La gauche devrait s'opposer à la censure des grandes entreprises technologiques

Publié le par La Gazette du Citoyen

Cet article du magazine américain de Gauche Jacobin Mag affirme que la Gauche a tort de se réjouir de la censure de l’Extrême-Droite par les médias sociaux et que cela pourrait bien se retourner contre elle. Selon l’auteur, il faut défendre la liberté d'expression en ligne:

La gauche devrait s'opposer à la censure des grandes entreprises technologiques

Par Ben Burgis pour Jacobin Mag le 28 janvier 2021

Ben Burgis est professeur de philosophie et auteur de Give Them An Argument: Logic for the Left. Il anime le podcast Give Them An Argument.

Il est facile pour la gauche de se réjouir lorsque les racistes, les fascistes et les réactionnaires sont déclassés par les entreprises technologiques. Mais les censeurs ne sont pas nos amis. Nous devrions défendre la liberté d'expression en ligne - et affirmer que la meilleure façon de la protéger est avec un programme socialiste qui place les plateformes de médias sociaux privatisées sous le contrôle public.

Non à la censure !

Non à la censure !

Je suis l'hôte d'un podcast et d'une émission YouTube intitulée Give Them An Argument (GTAA). Le mois dernier, une vignette a été supprimée d'une de nos vidéos. C'était un extrait de mon entretien avec la YouTubeuse de gauche Natalie Wynn ("ContraPoints"). L'e-mail de YouTube affirmait qu'il violait leur politique "Sexe et nudité". Je vais vous montrer l'image. Je dirais que les prudes devraient détourner les yeux mais… eh bien…

Il y a au moins deux choses étranges à ce sujet. Tout d'abord, Natalie est entièrement vêtue dans cette image.

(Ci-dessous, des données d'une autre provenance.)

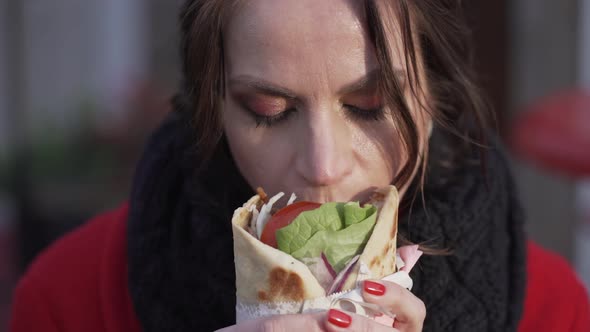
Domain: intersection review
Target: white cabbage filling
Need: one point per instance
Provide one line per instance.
(264, 215)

Deuxièmement, c'est juste le cadre GTAA autour de la même photo de profil qu'elle utilise pour sa chaîne YouTube très populaire. La machine à censure de YouTube ne lui a jamais reproché de l'utiliser. Alors, qu'est-ce-qu'il s'est passé?

Je n'en ai aucune idée, car YouTube ne veut pas me le dire. L'entreprise est finalement revenue sur sa décision mais ne m'a jamais expliqué comment l'image avait été retirée en premier lieu.

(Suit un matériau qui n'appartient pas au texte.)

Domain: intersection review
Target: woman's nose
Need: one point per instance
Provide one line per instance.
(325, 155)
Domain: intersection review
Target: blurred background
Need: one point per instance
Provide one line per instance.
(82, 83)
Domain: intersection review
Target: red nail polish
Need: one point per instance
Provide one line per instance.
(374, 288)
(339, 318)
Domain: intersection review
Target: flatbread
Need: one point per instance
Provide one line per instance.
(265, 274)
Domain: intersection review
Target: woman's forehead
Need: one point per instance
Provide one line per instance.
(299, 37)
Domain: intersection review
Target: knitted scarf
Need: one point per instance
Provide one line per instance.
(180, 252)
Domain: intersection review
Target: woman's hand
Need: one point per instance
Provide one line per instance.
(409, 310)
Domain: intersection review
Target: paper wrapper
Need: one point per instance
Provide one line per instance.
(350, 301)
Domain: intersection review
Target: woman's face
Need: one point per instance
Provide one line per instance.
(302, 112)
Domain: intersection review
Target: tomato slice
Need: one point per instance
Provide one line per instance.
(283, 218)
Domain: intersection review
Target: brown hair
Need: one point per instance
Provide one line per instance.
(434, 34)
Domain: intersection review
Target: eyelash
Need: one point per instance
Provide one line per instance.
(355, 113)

Très ennuyeux, mais peut-être juste un malentendu ou un problème algorithmique. Pourtant, quelques semaines plus tard, une foule de partisans inconditionnels de Trump ont pris d'assaut le Capitole dans une dernière tentative pour annuler les élections de 2020. J'ai animé une diffusion en direct à ce sujet avec le philosophe Ryan Lake, l'historienne Djene Bajalan, mon producteur Forrest Miller et le poète et commentateur de gauche C. Derrick Varn. Pour le moins qu'on puisse dire, aucune de ces personnes n'est un partisan de Trump. En fait, une bonne partie du flux a été consacrée à l'analyse de la question de savoir si les partisans de Trump étaient techniquement considérés comme des «fascistes».

Tout cela est apparu plus qu'un peu surprenant lorsque, environ une semaine plus tard, YouTube a supprimé la vidéo au motif que nous faisions la promotion des théories du complot de Trump sur l'élection. L'e-mail de YouTube affirmait que nous avions violé leurs conditions d'utilisation en publiant du contenu «qui avance de fausses allégations selon lesquelles des fraudes, des erreurs ou des problèmes généralisés ont changé le résultat de l'élection présidentielle américaine de 2020».

Nous avons fait appel dès que le flux a été supprimé. Nous n'avons pas encore reçu de réponse.

Environ une semaine plus tard, j'ai été incarcéré pendant plusieurs jours dans ce qu'on appelle la "prison de Facebook". Je pouvais lire les messages, mais je ne pouvais pas interagir avec eux. Je pouvais recevoir des messages mais je ne pouvais pas y répondre.

J'avais posté le flux YouTube sur Facebook, il pourrait donc y avoir un lien entre le flux en cours de suppression et le "prisonnage" de Facebook. Ou les deux auraient pu être totalement indépendants. Facebook m'a dit que j'aurais violé les "normes communautaires" d'une manière ou d'une autre, mais ne m'a pas dit comment je les avais violées ni même quel message m'avait causé des ennuis.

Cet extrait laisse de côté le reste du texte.